A car to myself!... oh what exciting places would I drive to? I decided to visit the supermarket and stock up on all the bulkiest items that were a pain to transport by bike. The route into town, while only 8 miles in distance, had it all: twisty narrow roads, a dangerous bridge, hairpin bends, blind crests, a crazily-cambered roundabout, and exquisitely subtle "Yield" markings painted in unexpected places. It was also, on that particular Saturday morning, positively teeming with cyclists - this despite the vigorous rain that grew gleefully torrential as I pulled out of my lane and onto the main road.
As I drove, surprisingly calm, passing one cyclist after another while watching for oncoming traffic through the flow of water and the manic sweep of the windshield wipers, I thought about the notion of giving space. Linguistically, this phrase fosters a sense that we have this space, our space (in this case the entire travel lane?), and then we give it. If we're feeling good, we give it generously, magnanimously. If we're out of sorts or in a hurry, we give it irritably, begrudgingly. Either way, it portrays the driver in the role of some grand benefactor. Only the thing is, I thought, navigating the bendy, slippery road that demanded my full attention, we do not "give" it at all. It's more accurate to think of ourselves as taking space - whilst continuously adjusting our position, speed and trajectory based on road conditions and other road users. When I pass a cyclist, I am not giving them space. I am partaking of a common space in a way that must not interfere with their ability to do the same.

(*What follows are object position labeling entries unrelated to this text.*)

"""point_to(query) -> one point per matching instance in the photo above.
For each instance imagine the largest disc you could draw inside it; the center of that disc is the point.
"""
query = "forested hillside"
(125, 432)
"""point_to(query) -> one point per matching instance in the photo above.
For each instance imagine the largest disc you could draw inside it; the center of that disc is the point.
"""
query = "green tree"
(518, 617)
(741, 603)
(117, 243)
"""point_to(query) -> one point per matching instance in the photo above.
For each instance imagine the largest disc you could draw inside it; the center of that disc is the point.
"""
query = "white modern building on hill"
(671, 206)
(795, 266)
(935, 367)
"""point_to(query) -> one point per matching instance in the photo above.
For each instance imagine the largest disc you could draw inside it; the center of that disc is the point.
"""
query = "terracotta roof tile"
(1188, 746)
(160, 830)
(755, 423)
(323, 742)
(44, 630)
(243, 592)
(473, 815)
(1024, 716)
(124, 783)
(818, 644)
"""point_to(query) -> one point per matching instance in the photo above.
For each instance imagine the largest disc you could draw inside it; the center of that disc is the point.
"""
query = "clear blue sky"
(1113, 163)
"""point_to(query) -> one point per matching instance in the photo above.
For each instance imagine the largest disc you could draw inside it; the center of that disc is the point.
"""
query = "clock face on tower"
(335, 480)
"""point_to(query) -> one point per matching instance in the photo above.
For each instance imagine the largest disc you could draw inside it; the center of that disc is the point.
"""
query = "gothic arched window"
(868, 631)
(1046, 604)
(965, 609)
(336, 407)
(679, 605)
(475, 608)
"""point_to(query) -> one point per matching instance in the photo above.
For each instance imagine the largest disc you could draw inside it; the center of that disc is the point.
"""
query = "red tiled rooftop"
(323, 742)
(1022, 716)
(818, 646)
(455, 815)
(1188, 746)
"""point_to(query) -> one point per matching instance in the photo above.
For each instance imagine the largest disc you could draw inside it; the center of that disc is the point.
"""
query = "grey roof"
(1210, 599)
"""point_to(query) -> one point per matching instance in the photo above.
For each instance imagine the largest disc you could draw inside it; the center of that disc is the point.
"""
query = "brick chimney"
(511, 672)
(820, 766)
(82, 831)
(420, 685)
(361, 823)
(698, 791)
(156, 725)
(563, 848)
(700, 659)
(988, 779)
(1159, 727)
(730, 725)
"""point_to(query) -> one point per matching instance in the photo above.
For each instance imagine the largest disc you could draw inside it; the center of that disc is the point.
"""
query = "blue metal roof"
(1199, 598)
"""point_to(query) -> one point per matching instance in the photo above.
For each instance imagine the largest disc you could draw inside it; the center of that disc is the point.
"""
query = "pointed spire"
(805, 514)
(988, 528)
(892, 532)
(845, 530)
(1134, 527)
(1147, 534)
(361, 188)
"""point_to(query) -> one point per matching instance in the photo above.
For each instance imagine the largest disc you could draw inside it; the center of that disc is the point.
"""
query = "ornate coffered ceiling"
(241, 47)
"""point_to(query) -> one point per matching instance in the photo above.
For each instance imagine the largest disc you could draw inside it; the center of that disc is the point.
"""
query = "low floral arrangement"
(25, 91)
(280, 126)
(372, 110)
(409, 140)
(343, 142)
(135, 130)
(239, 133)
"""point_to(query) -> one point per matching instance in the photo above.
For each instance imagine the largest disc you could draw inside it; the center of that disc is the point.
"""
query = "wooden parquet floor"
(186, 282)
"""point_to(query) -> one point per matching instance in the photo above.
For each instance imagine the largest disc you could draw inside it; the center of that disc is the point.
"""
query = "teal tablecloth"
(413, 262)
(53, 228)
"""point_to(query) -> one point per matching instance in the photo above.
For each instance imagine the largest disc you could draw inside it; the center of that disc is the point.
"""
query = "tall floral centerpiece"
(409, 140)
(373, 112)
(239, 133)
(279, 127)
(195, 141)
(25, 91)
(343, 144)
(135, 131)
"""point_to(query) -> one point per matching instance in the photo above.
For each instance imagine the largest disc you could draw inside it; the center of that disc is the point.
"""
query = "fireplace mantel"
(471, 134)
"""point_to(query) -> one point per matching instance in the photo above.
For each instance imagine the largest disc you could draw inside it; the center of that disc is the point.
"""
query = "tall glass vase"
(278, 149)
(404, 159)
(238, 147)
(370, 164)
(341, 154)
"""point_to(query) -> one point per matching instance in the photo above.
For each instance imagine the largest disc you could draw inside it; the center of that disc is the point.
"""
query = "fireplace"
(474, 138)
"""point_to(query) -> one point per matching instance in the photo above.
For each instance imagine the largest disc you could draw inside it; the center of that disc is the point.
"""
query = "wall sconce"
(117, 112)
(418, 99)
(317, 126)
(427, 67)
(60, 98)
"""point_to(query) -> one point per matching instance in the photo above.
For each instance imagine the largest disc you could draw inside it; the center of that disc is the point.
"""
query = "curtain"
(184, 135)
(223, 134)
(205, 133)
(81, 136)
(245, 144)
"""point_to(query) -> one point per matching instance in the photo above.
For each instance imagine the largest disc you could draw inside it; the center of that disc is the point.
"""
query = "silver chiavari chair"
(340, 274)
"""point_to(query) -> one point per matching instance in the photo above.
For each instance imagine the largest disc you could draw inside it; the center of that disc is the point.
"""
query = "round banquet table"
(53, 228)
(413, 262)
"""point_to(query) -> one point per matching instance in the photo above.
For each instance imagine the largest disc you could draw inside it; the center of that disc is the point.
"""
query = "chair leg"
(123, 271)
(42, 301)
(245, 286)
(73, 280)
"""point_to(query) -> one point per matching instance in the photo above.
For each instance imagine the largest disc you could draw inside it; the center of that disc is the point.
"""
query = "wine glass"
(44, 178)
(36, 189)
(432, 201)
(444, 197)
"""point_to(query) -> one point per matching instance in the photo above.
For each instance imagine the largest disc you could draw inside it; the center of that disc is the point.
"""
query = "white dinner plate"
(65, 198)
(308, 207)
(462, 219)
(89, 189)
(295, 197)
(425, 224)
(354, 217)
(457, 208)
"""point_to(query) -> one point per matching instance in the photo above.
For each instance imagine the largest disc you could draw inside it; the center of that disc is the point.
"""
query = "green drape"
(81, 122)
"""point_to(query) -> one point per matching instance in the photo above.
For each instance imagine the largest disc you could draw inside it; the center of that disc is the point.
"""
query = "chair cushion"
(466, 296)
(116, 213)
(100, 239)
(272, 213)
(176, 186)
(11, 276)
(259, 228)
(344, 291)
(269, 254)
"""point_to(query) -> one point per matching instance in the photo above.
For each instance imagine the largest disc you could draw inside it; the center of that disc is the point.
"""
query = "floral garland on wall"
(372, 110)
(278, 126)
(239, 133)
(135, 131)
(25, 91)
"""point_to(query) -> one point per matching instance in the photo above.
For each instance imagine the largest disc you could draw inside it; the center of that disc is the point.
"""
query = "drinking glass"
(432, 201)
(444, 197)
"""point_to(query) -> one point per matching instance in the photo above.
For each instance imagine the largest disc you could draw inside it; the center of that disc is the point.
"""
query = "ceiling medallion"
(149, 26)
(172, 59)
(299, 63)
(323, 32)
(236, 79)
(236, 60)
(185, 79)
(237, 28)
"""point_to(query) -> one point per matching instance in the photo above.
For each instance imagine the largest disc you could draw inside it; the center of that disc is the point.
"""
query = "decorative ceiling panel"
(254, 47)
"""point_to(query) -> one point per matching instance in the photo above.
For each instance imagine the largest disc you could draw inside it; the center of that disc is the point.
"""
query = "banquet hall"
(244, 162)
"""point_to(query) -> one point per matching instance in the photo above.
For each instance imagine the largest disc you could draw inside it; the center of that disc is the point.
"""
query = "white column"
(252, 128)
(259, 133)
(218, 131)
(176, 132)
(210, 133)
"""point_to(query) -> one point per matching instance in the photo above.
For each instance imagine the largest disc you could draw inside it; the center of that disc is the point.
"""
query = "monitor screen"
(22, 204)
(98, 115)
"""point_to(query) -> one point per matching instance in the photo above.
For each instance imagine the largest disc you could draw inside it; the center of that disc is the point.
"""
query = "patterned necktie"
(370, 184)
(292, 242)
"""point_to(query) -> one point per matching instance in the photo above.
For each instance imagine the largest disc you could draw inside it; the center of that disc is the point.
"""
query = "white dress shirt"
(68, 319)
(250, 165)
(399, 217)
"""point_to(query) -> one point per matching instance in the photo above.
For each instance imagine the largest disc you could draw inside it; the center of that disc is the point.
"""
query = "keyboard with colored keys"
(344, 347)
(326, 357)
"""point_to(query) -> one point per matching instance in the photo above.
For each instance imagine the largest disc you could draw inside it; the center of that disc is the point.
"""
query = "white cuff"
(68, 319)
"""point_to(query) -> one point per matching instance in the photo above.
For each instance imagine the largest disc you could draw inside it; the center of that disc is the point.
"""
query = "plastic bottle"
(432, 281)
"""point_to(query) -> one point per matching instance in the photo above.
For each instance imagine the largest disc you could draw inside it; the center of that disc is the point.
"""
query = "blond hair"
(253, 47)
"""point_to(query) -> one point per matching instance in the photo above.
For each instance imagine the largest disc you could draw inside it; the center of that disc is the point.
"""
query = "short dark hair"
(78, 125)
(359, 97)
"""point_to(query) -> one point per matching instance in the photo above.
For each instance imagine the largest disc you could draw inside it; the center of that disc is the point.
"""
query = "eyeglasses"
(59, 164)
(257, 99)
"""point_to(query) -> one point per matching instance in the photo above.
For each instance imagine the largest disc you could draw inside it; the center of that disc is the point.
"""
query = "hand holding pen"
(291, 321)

It's not that this realisation was profound. If anything it had an ordinary, organic feel to it. But it made me feel comfortable in my role as vehicle operator, while also renewing my appreciation for the skill of driving. To manipulate ourselves through space in a vehicle, we must have excellent control of that vehicle. And I'm not sure at all that most drivers do - myself in my younger years included. And this feeling of the lane we happen to be in being "our" lane, like a dedicated track on which we can switch into mental auto-pilot mode, is one symptom of that. There is no space on the road that is ours, ever. We must at all times carve it out, at once confidently and cautiously, and, most importantly, while being fully switched on.
It's been a couple of months now since I've been able to drive solo again. And I believe that, this time around, I am actually a competent driver - a realisation that makes me prouder than I'd anticipated. But moreover, driving feels different to me now than it did 7 years ago. In large part it's because my past hatred of driving has been replaced with curiosity and enthusiasm - ironically, as a result of cycling. I find myself fascinated by the car's handling, by why it does what it does under different circumstances, speeds and road conditions. And all this makes me a lot more involved in the process of driving, a more deliberate, aware and engaged vehicle operator. I don't give space. But I feel like I understand how to take it, safely - whether on a bike or inside a car.